Temporal evolution of sediment oxygen demand in microcosms containing sediment alone (S), sediment receiving A. marina leaf litter additions (S + OM), sediment to which T. australiensis were added (S + Y) and sediment to which T. australiensis and leaf litter additions made (S + Y + OM) (the addition of A. marina leaf litter began on day three). All values are means ± SD (n = 3)

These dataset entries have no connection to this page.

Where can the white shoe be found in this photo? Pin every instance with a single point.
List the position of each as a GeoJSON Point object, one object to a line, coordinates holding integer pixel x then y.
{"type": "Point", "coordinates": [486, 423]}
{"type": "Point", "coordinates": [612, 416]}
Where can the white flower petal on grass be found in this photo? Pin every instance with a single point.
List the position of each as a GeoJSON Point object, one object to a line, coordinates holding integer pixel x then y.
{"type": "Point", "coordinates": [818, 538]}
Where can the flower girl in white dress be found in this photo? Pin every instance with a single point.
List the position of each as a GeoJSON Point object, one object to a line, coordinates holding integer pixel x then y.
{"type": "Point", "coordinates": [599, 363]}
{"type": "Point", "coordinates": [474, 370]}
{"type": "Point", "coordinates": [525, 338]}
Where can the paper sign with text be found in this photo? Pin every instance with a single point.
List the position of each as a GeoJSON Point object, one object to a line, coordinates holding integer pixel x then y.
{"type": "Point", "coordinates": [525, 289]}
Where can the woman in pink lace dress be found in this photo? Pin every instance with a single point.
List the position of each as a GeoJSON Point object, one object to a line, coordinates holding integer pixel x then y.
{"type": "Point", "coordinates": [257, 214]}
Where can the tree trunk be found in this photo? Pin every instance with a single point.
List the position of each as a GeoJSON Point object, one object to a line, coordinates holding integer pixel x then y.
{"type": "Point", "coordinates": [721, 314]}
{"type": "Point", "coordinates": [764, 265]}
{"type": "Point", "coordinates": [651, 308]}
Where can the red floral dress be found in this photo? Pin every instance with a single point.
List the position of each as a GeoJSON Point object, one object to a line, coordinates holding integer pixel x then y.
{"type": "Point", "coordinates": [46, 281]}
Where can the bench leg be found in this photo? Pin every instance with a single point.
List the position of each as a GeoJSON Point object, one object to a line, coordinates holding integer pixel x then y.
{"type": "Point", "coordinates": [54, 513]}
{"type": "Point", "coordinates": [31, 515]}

The DIC effluxes were generally higher and more variable than fluxes of oxygen in all treatments, but showed generally similar trends (data not shown). Mean DIC effluxes from day 4 onwards for the S, S + OM, S + Y and S + Y + OM treatments, respectively, were 0.9 ± 0.6, 1.3 ± 0.9, 2.1 ± 1.4 and 2.4 ± 1.1 mmol m−2 h−1, with those in treatments containing T. australiensis being significantly higher than those in treatments without T. australiensis (P < 0.05). Mean community respiratory quotients (CRQ: DIC efflux/SOD) over the same period were 2.8 ± 1.4, 2.5 ± 1.8, 1.7 ± 1.2 and 1.5 ± 0.7 for the S, S + OM, S + Y and S + Y + OM treatments, respectively.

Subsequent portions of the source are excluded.